U.S. Attorney’s Office
District of Connecticut
Deirdre M. Daly, United States Attorney for the District of Connecticut, announced that GARRETT SANTILLO, 35, last residing in Hollywood, Fla., pleaded guilty today in Hartford federal court to mailing numerous threatening letters to individuals in Connecticut, including two federal judges and Connecticut’s governor.
According to court documents and statements made in court, on July 15, 2014, a federal judge received a threatening letter at his Connecticut residence via the U.S. Postal Service. The letter was postmarked on July 11, 2014, from Miami, but did not bear a return address. The letter writer made certain demands and stated “You (sic) home addresses in Conn. are public information and if you mask your identity by name or appearance, we can still track you to wherever you go and will kill you if you don’t follow what this letter instructs.”
Following the judge’s receipt of the threatening letter, approximately 14 other individuals in Connecticut, including another federal judge and the governor of Connecticut, also received letters containing death threats. All of the letters were handwritten, were mailed from the Miami area to the victims’ home addresses in Connecticut, did not bear a return address, contained a demand for action and threatened death if the recipient failed to comply with the writer’s request.
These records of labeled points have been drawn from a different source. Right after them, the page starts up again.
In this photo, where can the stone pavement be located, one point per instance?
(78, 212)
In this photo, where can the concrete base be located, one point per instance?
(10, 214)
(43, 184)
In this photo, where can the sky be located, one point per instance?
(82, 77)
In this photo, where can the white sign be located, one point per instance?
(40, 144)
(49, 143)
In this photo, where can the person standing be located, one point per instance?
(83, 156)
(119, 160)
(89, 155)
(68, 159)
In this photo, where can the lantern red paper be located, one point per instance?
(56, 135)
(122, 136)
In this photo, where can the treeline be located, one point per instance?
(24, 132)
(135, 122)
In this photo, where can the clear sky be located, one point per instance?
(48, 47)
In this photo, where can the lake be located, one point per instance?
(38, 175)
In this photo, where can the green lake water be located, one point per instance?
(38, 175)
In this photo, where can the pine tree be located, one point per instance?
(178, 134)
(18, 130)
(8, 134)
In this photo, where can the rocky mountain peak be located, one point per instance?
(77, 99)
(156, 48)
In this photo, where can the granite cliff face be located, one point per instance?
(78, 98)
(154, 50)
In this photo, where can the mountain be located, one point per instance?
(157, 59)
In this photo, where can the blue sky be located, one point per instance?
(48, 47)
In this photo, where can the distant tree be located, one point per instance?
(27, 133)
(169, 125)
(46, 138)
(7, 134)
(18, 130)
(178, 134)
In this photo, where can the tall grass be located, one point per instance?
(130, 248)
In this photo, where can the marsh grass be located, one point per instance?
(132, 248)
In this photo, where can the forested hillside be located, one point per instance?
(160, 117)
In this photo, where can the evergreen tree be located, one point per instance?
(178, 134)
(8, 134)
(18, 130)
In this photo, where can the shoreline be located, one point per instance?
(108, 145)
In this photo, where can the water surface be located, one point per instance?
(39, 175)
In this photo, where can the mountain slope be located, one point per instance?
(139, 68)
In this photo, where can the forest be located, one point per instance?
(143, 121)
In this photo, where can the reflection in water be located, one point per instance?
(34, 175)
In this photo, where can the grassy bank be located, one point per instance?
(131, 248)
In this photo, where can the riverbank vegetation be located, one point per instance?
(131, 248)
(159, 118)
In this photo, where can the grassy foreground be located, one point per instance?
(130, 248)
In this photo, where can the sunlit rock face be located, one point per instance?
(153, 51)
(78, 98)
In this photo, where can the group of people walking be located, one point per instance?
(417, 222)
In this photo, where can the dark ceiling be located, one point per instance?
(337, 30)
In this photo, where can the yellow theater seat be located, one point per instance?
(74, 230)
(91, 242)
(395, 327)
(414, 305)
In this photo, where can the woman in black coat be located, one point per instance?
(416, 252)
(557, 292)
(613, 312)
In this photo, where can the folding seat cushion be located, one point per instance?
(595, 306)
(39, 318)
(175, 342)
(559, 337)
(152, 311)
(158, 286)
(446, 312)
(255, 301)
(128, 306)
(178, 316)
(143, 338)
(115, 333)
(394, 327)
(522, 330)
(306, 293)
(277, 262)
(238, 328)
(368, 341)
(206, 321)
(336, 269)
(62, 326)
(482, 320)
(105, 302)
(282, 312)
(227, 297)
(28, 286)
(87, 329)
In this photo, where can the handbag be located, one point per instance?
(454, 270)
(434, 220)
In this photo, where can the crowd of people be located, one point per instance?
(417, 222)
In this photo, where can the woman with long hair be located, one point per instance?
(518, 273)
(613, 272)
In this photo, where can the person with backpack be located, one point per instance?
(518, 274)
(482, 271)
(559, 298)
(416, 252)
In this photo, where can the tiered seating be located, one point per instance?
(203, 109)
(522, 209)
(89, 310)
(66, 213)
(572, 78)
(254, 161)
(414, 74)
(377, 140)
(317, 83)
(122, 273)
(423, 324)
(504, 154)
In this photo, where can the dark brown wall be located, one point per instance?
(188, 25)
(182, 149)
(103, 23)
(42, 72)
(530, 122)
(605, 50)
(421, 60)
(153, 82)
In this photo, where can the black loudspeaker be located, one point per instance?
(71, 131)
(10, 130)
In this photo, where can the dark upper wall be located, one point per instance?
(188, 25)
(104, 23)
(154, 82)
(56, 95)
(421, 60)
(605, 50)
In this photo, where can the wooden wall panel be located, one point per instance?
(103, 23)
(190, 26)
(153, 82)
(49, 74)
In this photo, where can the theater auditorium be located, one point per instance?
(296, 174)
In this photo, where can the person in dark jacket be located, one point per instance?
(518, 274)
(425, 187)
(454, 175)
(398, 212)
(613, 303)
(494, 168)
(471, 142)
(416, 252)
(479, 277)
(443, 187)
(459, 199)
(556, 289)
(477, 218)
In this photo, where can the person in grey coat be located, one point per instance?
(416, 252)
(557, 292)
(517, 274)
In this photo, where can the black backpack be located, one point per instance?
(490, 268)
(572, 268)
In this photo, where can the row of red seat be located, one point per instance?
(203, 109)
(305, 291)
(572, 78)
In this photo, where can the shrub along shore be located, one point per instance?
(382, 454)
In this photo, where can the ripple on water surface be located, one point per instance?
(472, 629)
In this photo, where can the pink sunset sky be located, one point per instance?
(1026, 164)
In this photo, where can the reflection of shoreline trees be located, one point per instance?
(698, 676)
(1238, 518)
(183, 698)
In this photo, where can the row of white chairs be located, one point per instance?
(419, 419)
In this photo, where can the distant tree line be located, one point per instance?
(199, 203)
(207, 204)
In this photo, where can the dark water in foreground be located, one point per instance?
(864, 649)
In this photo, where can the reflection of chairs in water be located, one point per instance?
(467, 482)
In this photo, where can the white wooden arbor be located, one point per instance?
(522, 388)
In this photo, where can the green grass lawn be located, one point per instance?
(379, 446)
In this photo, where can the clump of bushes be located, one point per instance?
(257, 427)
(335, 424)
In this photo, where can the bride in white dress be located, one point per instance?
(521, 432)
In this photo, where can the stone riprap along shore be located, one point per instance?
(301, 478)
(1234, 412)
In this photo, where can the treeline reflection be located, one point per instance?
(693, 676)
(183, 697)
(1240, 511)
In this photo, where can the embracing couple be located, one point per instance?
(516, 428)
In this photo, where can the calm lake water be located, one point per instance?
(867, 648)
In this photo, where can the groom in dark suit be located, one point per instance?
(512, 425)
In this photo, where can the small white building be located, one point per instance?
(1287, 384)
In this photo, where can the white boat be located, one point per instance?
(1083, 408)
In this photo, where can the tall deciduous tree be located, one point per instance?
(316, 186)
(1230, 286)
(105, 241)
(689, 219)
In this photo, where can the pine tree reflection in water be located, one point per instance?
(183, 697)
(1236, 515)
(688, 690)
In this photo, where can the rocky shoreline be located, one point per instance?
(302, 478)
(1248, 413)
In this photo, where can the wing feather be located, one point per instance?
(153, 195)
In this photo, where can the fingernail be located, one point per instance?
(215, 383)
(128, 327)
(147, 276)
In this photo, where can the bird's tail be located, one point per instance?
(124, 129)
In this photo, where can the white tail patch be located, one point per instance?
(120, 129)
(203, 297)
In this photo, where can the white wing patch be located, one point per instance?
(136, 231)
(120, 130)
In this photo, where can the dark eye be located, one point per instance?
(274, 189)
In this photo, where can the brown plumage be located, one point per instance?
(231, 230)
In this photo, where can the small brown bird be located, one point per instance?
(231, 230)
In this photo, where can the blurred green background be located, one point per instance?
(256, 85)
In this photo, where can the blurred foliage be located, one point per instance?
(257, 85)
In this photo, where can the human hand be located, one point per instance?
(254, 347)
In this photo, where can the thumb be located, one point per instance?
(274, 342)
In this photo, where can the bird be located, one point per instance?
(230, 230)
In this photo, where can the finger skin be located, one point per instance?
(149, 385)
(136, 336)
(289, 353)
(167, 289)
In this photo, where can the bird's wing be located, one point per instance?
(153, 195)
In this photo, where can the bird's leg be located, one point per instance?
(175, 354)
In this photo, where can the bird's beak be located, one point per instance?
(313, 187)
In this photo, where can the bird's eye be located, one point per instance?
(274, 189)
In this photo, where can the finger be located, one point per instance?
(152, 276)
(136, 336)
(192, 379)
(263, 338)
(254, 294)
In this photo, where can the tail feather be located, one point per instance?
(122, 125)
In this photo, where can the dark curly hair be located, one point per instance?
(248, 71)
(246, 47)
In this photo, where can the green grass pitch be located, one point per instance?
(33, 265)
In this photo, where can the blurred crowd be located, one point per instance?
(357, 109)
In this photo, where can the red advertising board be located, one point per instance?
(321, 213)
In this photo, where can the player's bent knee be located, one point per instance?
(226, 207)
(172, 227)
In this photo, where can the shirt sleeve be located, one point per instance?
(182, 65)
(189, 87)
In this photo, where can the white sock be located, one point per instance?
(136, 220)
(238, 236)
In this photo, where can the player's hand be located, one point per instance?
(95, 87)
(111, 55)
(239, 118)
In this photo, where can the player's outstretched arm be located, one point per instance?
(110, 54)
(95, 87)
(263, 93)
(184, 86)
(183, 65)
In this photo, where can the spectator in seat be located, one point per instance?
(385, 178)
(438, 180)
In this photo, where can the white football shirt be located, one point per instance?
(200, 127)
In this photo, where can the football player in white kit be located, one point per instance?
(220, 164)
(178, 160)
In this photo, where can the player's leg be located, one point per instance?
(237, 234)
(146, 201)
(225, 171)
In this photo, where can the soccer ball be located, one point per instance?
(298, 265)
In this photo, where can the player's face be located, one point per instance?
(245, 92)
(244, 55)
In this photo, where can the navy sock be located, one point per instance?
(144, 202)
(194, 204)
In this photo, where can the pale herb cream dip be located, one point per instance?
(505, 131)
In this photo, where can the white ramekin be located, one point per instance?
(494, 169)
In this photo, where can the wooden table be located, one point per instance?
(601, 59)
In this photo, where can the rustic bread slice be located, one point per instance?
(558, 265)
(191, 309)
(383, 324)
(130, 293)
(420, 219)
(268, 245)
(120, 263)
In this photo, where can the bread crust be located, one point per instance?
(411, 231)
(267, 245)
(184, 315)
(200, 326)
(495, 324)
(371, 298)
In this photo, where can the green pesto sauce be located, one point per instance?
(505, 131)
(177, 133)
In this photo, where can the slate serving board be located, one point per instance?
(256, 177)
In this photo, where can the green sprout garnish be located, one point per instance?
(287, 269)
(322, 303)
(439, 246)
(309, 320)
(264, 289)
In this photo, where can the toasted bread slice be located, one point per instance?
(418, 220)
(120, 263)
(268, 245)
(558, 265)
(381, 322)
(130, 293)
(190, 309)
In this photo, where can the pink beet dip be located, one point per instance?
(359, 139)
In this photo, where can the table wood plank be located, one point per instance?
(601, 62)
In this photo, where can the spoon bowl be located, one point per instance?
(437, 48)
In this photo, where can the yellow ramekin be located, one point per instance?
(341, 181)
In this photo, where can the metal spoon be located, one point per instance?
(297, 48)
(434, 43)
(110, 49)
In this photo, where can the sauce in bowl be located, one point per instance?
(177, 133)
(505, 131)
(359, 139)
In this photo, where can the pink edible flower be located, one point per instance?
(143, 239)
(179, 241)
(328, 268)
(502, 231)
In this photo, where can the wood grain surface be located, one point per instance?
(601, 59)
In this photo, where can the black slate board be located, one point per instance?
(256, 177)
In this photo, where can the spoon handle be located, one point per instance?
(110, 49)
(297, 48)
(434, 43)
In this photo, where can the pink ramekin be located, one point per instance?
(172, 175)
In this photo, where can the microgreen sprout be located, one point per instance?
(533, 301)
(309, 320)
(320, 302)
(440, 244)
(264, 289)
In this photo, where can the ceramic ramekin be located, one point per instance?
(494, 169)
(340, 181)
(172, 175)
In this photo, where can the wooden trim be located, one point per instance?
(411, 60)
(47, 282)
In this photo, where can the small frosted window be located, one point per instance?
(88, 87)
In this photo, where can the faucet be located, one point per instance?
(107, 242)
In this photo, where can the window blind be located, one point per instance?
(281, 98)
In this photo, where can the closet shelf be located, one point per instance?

The investigation revealed that SANTILLO wrote and mailed the threatening letters. He was arrested at his Florida residence on September 29, 2014. SANTILLO pleaded guilty to one count of mailing threatening communications, which carries maximum term of imprisonment of 10 years. He is scheduled to be sentenced by U.S. District Judge Alvin W. Thompson on May 27, 2015.
SANTILLO, who has been detained since his arrest, has two prior federal convictions for sending threatening communications.
This matter has been investigated by the U.S. Marshals Service, Federal Bureau of Investigation, U.S. Postal Inspection Service, Connecticut State Police, the Yale University Police Department and the Broward County (Fla.) Sheriff’s Department, with the assistance of the U.S. Attorney’s Office for the Southern District of Florida. The case is being prosecuted by Assistant U.S. Attorney Tracy Dayton.